Les citoyens italiens se sont massivement rendus aux urnes pour trancher sur un projet de modification constitutionnelle portant sur le système judiciaire. Ce examen, marqué par une forte mobilisation à travers le pays, a livré un verdict clair qui redessine les équilibres politiques autour du gouvernement en place.

Selon les données publiées par le ministère de l’Intérieur et relayées par l’agence Anadolu, le camp du « Non » l’a emporté avec une marge décisive. L’opposition à la réforme a recueilli 53,74 % des suffrages, représentant environ 14,4 millions de voix, contre 46,26 % pour le « Oui ». La participation s’est élevée à 58,93 %, un taux qui illustre l’implication des électeurs, particulièrement dans les régions du centre, du nord et dans les grandes agglomérations urbaines.

La répartition géographique des votes montre une nette fracture.
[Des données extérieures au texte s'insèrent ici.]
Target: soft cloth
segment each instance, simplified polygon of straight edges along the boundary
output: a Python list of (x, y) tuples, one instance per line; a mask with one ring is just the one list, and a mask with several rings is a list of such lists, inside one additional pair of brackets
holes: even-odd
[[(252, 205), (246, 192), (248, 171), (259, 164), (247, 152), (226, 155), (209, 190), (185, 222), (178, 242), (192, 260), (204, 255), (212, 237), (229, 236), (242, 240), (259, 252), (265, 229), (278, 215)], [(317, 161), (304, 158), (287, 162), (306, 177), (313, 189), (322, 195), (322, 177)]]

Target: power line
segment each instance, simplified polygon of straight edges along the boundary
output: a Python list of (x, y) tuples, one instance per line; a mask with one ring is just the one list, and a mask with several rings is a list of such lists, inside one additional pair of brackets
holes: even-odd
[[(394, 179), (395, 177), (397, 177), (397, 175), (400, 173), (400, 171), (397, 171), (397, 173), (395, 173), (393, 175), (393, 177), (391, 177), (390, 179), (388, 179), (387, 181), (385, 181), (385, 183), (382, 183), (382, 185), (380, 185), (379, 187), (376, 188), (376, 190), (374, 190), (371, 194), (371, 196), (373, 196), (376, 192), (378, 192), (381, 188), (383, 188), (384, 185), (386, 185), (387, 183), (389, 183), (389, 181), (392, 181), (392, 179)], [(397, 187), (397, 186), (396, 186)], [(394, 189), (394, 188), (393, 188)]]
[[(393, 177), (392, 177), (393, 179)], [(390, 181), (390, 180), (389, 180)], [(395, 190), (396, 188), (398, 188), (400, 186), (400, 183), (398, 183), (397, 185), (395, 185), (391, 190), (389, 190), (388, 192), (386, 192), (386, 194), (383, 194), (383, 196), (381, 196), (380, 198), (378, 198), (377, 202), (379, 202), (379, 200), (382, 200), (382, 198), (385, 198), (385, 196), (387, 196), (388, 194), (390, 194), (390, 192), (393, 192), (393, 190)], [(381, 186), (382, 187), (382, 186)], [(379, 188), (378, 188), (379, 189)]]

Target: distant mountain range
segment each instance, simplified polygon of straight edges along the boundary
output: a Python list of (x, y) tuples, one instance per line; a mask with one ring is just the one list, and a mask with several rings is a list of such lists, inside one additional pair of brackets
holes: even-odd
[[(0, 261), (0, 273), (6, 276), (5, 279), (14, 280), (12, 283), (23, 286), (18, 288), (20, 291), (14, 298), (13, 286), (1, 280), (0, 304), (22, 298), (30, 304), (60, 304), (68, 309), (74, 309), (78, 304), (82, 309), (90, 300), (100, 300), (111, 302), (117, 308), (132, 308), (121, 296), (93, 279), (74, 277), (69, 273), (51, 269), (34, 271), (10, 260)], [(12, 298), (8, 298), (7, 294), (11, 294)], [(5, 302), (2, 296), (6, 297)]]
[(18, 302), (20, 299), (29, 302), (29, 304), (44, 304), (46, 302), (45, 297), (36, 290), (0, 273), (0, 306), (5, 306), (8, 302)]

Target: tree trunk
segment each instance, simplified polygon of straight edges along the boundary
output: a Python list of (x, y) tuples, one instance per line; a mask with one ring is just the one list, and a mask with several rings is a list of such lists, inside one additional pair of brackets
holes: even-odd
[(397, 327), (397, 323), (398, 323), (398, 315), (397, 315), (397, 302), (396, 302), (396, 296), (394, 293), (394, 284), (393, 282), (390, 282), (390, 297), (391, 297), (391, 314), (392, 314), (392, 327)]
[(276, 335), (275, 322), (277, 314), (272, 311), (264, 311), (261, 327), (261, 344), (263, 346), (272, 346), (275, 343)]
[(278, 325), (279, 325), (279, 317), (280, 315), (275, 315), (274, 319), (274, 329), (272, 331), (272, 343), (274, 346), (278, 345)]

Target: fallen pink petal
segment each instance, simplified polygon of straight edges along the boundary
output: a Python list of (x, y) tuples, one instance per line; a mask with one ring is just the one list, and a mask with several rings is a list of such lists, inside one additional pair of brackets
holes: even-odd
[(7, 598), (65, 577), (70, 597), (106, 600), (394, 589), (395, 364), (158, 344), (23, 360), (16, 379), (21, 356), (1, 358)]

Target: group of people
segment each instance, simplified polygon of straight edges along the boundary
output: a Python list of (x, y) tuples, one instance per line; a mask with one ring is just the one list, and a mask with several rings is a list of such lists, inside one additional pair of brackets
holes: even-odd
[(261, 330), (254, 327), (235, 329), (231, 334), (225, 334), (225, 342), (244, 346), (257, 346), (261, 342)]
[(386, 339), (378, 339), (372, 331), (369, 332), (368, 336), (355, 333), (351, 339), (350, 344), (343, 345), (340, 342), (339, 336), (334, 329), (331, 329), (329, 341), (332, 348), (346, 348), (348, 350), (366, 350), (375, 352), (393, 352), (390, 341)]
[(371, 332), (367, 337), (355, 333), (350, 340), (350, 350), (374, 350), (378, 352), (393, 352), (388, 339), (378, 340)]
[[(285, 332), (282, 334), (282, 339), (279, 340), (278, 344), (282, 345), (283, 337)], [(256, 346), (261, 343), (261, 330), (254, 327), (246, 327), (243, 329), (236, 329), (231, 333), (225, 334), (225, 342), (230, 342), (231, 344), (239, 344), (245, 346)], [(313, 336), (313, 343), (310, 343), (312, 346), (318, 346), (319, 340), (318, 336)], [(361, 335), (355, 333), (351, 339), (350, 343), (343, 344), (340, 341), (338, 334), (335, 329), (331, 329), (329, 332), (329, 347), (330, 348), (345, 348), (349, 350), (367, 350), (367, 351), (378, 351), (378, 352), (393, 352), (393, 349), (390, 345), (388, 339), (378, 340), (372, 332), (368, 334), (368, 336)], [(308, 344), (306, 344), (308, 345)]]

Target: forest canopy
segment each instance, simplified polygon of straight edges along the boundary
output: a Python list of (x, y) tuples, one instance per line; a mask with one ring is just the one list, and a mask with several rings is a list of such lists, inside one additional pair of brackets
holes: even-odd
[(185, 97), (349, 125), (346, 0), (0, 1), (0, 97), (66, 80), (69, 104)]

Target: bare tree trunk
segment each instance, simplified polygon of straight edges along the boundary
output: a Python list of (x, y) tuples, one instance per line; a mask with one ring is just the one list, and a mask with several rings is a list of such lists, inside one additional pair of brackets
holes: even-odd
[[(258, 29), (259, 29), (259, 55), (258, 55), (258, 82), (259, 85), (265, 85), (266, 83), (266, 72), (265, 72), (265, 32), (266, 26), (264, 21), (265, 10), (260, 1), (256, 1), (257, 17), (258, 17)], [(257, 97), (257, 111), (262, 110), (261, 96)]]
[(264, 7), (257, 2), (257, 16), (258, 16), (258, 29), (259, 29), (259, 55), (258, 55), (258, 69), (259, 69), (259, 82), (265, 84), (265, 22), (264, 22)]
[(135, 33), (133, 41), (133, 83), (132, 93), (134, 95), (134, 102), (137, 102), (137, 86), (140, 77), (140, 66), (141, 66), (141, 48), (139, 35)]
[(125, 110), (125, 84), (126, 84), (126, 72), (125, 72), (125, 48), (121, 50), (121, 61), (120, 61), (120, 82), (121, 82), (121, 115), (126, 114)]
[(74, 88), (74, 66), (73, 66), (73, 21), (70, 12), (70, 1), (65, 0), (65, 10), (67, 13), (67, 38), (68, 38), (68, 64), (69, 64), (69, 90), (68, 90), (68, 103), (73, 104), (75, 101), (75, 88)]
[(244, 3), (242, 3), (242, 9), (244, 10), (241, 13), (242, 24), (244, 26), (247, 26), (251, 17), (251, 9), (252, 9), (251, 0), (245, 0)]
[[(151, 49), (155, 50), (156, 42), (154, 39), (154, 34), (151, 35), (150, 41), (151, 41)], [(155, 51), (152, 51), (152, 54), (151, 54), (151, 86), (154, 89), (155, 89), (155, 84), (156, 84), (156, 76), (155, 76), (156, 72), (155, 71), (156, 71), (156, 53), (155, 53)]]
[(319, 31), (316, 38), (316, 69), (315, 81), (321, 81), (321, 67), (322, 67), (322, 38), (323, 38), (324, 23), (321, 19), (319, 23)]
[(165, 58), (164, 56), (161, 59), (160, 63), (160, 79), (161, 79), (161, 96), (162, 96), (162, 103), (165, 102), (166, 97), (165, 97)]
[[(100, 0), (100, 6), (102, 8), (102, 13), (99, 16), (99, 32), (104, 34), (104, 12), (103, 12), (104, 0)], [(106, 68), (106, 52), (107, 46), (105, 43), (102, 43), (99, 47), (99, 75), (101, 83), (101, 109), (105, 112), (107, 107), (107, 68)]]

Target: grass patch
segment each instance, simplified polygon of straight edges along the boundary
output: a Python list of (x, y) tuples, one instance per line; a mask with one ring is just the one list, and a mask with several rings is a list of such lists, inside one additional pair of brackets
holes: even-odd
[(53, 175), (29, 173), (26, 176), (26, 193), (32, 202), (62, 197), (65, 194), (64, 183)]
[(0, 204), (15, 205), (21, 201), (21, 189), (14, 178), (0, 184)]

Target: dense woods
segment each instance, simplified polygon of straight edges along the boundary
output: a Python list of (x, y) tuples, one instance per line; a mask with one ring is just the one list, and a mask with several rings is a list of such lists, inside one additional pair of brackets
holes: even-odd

Le rejet de la réforme a dominé dans l’écrasante majorité des régions et dans toutes les capitales régionales. Les zones du sud de l’Italie, à l’image de la Campanie et de sa capitale Naples, ont affiché l’opposition la plus forte. À l’inverse, seules la Lombardie, la Vénétie et le Frioul-Vénétie Julienne ont soutenu le projet, la Vénétie enregistrant le taux d’approbation le plus élevé.

Ce cinquième référendum constitutionnel de l’histoire de la République italienne visait à valider plusieurs modifications substantielles de l’appareil judiciaire. Le texte prévoyait notamment la séparation stricte des carrières entre juges et procureurs, la scission du Conseil supérieur de la magistrature en deux entités distinctes, ainsi que l’introduction d’un système de tirage au sort en remplacement de l’élection traditionnelle pour la sélection de ses membres.

Face à ces résultats, la Première ministre Giorgia Meloni a pris la parole via une vidéo diffusée sur les réseaux sociaux. Qualifiant l’issue du vote d’« occasion manquée », elle a toutefois assuré que son gouvernement poursuivrait son programme. « Les Italiens ont décidé, et nous respectons cette décision. Nous avançons, comme nous l’avons toujours fait, avec responsabilité, détermination et respect pour le peuple italien et pour l’Italie », a-t-elle affirmé. Le ministre de la Justice, Carlo Nordio, et le ministre des Affaires étrangères, Antonio Tajani, ont également déclaré prendre acte de la volonté populaire, ce dernier qualifiant le examen d’exercice démocratique majeur.

Du côté de l’opposition, ce résultat est perçu comme un tournant. L’ancien Premier ministre Matteo Renzi a évoqué une « défaite rétentante » pour l’exécutif. Giuseppe Conte, chef de file du Mouvement Cinq Étoiles, a salué l’issue du examen par la formule : « Nous l’avons fait, vive la Constitution ! ». Enfin, Elly Schlein, à la tête du Parti démocrate, a estimé que ce vote traduisait l’exigence d’une nouvelle majorité gouvernementale, annonçant que les forces d’opposition s’attelleraient à la construction d’une alternative politique viable.